Edit module-level constants in `kademlia_dynamic/kademlia.py`:

```python
K_BUCKET_SIZE = 20                              # Peers per bucket
ALPHA_CONCURRENCY = 3                           # Parallel queries
QUERY_TIMEOUT_SECONDS = 2.0                     # RPC timeout
BUCKET_REFRESH_INTERVAL = 3600                  # Refresh stale buckets (s)
KEY_EXPIRY_SECONDS = 86410                      # Value TTL (24h + 10s)
NON_PUBLISHER_RESTORE_INTERVAL = 3600           # Cache restore interval (1h)
ORIGINAL_PUBLISHER_REPUBLISH_INTERVAL = 86400   # Publisher republish (24h)
MIN_CACHE_TTL_SECONDS = 600                     # Minimum cached value TTL (10m)
```

## Design Notes

### JSON vs Bencode

Both are built in, pure Python, zero dependencies.

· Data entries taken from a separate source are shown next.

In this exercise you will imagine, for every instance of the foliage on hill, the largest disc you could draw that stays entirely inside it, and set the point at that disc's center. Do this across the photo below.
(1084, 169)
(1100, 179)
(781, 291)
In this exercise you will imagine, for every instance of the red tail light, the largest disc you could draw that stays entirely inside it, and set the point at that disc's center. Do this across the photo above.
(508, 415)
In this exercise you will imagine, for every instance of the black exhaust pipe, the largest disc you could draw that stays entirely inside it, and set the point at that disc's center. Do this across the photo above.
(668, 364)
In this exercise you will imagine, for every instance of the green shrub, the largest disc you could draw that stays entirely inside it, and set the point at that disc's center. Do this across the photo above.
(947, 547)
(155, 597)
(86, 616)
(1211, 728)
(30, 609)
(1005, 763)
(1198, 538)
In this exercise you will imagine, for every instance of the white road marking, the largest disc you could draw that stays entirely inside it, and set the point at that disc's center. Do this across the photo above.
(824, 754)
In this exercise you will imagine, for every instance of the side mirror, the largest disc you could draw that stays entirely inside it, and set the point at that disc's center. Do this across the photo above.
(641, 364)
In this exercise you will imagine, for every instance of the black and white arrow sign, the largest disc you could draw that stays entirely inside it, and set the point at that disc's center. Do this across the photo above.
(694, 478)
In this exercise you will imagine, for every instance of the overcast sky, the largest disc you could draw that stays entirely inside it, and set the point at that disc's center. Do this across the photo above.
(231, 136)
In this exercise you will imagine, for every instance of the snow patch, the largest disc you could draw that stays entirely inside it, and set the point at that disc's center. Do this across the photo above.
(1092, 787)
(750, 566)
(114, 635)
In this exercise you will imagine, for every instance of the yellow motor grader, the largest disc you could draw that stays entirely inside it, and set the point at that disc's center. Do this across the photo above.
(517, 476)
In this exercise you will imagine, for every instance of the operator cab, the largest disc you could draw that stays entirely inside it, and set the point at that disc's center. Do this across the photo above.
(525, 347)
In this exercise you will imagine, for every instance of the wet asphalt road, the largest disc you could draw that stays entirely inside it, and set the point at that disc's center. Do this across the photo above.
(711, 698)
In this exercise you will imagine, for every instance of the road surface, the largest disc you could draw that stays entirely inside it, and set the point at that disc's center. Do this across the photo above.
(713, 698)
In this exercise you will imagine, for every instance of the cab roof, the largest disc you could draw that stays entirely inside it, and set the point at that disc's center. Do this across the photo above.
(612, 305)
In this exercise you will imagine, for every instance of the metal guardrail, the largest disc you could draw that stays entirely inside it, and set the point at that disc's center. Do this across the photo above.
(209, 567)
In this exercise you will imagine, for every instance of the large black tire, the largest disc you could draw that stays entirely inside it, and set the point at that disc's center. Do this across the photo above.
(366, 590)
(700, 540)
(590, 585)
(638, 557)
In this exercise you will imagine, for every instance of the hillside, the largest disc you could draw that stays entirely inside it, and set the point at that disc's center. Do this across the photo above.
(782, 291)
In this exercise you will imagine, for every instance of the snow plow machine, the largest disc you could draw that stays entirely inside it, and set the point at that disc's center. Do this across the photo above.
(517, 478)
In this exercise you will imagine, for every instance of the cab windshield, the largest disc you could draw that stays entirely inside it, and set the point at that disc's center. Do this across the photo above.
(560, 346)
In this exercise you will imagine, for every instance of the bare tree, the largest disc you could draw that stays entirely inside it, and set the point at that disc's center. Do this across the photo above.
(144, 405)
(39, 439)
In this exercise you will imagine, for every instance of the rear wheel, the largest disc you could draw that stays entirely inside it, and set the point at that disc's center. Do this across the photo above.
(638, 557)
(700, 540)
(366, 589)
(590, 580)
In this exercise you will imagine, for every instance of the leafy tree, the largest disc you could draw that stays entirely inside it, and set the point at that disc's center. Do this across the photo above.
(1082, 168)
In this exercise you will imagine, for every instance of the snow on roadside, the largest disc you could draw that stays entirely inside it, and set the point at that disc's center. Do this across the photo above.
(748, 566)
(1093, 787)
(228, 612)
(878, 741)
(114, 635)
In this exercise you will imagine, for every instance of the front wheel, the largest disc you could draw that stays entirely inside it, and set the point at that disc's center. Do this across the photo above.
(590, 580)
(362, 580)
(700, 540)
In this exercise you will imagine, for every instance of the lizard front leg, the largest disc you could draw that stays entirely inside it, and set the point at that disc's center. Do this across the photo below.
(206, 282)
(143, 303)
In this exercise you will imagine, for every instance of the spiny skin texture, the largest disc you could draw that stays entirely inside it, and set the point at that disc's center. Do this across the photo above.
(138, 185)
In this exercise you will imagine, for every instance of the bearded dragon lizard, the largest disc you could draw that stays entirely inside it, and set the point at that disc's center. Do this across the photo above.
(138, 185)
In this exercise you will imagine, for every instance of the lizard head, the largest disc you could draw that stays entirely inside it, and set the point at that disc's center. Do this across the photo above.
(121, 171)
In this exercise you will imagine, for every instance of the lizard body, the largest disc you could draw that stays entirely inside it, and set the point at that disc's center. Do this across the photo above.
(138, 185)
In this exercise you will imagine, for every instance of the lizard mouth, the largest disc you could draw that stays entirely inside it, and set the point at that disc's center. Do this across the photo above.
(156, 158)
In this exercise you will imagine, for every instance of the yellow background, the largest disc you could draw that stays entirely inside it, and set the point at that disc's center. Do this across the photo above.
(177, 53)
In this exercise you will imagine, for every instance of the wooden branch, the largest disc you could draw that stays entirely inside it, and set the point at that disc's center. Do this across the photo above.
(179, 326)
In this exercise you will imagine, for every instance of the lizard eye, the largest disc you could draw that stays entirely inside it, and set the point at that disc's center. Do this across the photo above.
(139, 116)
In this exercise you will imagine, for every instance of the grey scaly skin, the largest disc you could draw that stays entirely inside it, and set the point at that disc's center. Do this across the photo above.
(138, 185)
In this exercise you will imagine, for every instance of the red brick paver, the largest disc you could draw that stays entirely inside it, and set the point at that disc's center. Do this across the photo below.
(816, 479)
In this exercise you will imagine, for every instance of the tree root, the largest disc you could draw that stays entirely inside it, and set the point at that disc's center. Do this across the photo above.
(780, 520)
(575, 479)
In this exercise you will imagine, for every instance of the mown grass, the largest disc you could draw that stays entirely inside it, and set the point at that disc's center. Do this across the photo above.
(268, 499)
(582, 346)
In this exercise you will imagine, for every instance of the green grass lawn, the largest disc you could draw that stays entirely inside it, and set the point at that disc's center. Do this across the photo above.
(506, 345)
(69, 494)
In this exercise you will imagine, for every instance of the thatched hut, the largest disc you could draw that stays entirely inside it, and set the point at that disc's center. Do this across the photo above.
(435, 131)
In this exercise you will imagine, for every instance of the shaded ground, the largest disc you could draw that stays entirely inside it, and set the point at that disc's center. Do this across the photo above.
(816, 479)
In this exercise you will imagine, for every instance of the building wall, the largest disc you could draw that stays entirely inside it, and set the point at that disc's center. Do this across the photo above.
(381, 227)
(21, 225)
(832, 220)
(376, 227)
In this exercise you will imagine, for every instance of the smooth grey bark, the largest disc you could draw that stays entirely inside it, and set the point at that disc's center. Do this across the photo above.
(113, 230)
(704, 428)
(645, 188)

Pick per-server via the `serialization` constructor arg:

```python
KademliaServer(serialization="json")      # default: human-readable, easy to debug
KademliaServer(serialization="bencode")   # BEP 20-compatible wire format
```

All peers in a network must use the same serialization to interoperate. `None` values are omitted from encoded messages in both formats (bencode has no null type); readers treat a missing key as `None`.

### Values: str or bytes

`set()`/`get()` accept and return either `str` or `bytes`. On the wire, bencode stores bytes natively; JSON (which has no binary type) base64-encodes bytes transparently and decodes them back on receipt. Type is preserved round-trip — a `bytes` value in never comes back as `str`, and vice versa.

### Network Exposure

`listen()` binds `127.0.0.1` by default. To join a real network, pass `ip="0.0.0.0"` (binds all interfaces) and ensure the UDP port is open/forwarded on your firewall/router.

### Thread Safety

Not thread-safe. Designed for single-threaded asyncio use. For multi-threaded access, wrap in locks or run each node in its own event loop.

### Backpressure

Datagram dispatch queue limits to 64 concurrent tasks. Excess packets are dropped with a warning log.